Wednesday, September 17, 2008

Deductive and Inductive Arguments in Poetry

Deductive and Inductive Arguments in Fictional Literature

This life’s dim windows of the soul
Distorts the heavens from pole to pole
And leads you to believe a lie
When you see with, not through, the eye.
- William Blake

At three, I had the feeling of
Ambivalence towards my brothers,
And so it follows naturally
I poisoned all my lovers.
But I am happy; now I’ve learned
The lesson this has taught;
That everything I do that’s wrong -
Is someone else’s fault.
- Anna Russell

Art is one of the most powerful psychological methods of argument.
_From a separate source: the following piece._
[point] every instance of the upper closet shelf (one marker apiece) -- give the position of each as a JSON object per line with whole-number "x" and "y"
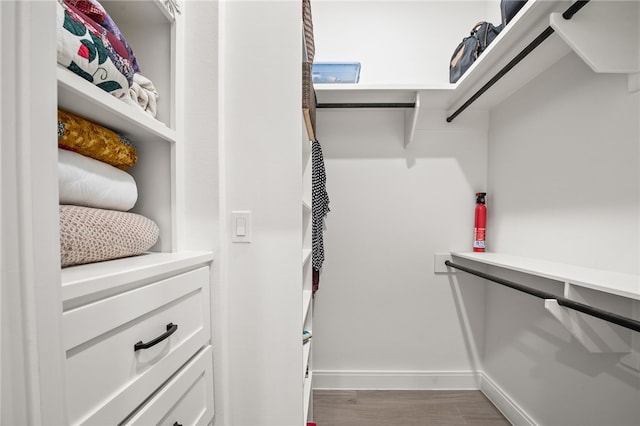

Through such forms as poetry and literature arguments have made themselves manifest in the most unlikely ways. One such argumentative comes from William’s Blake’s unnamed poem on the eye. In this poem Blake uses deductive reasoning and poetic verse to state the premise that (A) only people who use reason, “through the eye,” can govern themselves with moral conduct, or see an “undistorted heaven.” However, (B) people can use sense “with the eye,” rather then reason. Although, (C) senses confuse the moral will, “dim the soul,” and (D) make an individual more accessible to wrong thinking, “lies.” Therefore, when one uses the senses rather then reason they become more acceptable of immorality.
In contrast Anne Russell uses a farcical inductive argument to move the reader towards the two-sided truth of her conclusion. In the poem she states two premises:
(1) The speaker claims ambivalence towards her brothers
(2) And it follows naturally that she poisoned all her lovers.
Thus it is through the premises that the speaker draws the probable conclusion that all wrongs committed by one are really someone else’s fault. While it seems at first that this kind of argument comes across as rather speculative, in reality the implied argument against psychology is that of a scathing critique. Anne Russell is creatively mocking the Freudian methodology of inductive reasoning by stating it in such a flippant way. However, in doing so she acutely uses the methodology of inductive argument by stating that: If (A) someone wrongs me and (B) I wrong someone else, then (C) It is A’s fault. She is hoping that her premises are so strong that, if they are true, then it is unlikely that the conclusion is false.